Le Aziende sanitarie individuano i locali preposti ad accogliere le U.S.C.A., con almeno un ambiente dedicato alla vestizione/svestizione e un altro ambiente per attività di documentazione, comunicazione informatica e stazionamento. Ogni U.S.C.A. è costituita da un numero di medici pari a quelli già attivi nella sede di continuità assistenziale prescelta o da un numero congruo rispetto alla casistica.
Come funzionano
Per evitare che i pazienti sospetti di COVID-19 si rechino presso gli ambulatori di medicina generale, dei Pediatri o nei Pronto soccorso, il Medico di Medicina Generale o il Pediatra, dopo aver svolto attività di triage, attiva il medico dell’U.S.C.A. (e il Medico del Dipartimento di Sanità Pubblica), fornendo nominativo e recapiti.
Il medico dell’U.S.C.A. prima di effettuare l’intervento, contatta telefonicamente il paziente da visitare per verificarne le condizioni di salute e programmare l’intervento. Spetterà al medico dell’U.S.C.A. decidere, in base alle informazioni e richieste ricevute, quali priorità assegnare all’attività.
Il reclutamento dei medici da inserire nelle U.S.C.A. è su base volontaria. Quindi giovani medici armati di buona volontà e spiccato spirito di servizio possono dare una mano in queste basi territoriali, tanto preziose in questo momento di allerta e sovraffollamento degli ospedali.
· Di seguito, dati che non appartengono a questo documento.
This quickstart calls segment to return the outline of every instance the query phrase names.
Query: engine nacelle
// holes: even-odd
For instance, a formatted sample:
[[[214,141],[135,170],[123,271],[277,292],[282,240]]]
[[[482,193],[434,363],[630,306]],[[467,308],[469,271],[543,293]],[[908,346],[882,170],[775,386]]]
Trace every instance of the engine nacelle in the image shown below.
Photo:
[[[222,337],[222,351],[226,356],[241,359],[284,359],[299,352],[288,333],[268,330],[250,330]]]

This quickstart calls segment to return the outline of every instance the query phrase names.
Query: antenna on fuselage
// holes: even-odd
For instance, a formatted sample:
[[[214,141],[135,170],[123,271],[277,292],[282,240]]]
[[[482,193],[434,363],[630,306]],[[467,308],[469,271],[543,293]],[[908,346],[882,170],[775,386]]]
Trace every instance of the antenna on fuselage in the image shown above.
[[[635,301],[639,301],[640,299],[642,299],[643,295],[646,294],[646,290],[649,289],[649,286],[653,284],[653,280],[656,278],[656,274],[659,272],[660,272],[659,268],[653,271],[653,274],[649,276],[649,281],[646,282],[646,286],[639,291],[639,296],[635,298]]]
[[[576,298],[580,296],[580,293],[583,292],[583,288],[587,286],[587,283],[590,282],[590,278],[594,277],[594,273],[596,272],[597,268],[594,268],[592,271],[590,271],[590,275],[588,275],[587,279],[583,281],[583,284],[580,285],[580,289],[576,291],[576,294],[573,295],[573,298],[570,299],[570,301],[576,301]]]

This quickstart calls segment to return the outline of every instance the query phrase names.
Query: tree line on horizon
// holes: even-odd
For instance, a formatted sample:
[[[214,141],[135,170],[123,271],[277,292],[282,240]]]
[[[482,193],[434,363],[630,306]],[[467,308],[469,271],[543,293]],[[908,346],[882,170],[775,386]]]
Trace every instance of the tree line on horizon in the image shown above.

Magari la realtà fosse come quella sulla carta
Molti consiglieri regionali di diverse Regioni hanno lamentato il fatto che molte Unità non sono a pieno regime, alcune non sono in funzione e in altre c’è carenza di medici e infermieri. Del resto, nessuna provincia ha un numero di Unità pari a quello preventivato. In Lombardia, le U.S.C.A. attivate sono solo una quarantina rispetto alle 200 previste: solo il 20 per cento.
Un esempio a Napoli
La Campania è tra le Regioni più colpite. Ebbene la testimonianza di una dottoressa delle U.S.C.A non va nella direzione di quella che dovrebbe essere la finalità. Delegata sindacale della Fimmg, denuncia gravi mancanze e disorganizzazione.
“Ci chiamano quando ce n’è bisogno, secondo una lista di disponibilità compilata e aggiornata di settimana in settimana. Al momento le Unità a Napoli sono 6 o 7 ma il numero può cambiare in base alle esigenze e ai tamponi prenotati. I medici volontari delle U.S.C.A. si spostavano prima con dei camper, ora hanno dei furgoni”, spiega la dottoressa.
Secondo lei, occorre migliorare i collegamenti tra i vari segmenti assistenziali. “Attualmente non abbiamo un contatto diretto col medico di medicina generale che ha richiesto il tampone né abbiamo notizie sulla situazione clinica del malato. Facciamo il tampone: se è positivo la Asl lo monitora con una telefonata ma nessuno prende in carico quella persona e la sua famiglia. C’è una grande esigenza dei malati di essere curati. Dopo il tampone non li vediamo più”.
Un ruolo territoriale di connessione tra le strutture
Le U.S.C.A. potrebbero svolgere un ruolo territoriale connettivo importantissimo, ancor più se avranno anche il compito di visitare e curare il paziente a casa. “Siamo pronti ad assumerci queste responsabilità. I malati hanno bisogno di cure e non solo di tamponi. Manca L’anello cruciale di chi ascolta il malato, ne raccoglie il racconto, osserva i sintomi, lo visita, gli dà i farmaci, dispone un prelievo o un esame radiografico. Sarebbe utile avere un riferimento specialistico ospedaliero con cui consultarsi, ovvero percorsi facilitati e prestabiliti in un ospedale di riferimento in cui effettuare prelievi, una Tac, una radiografia così da disporre ricoveri solo se necessario”. Invece, in questa Unità fanno il prelievo, telefonano al dipartimento e alla fine del processo, se il 118 valuta non grave la situazione, non interviene.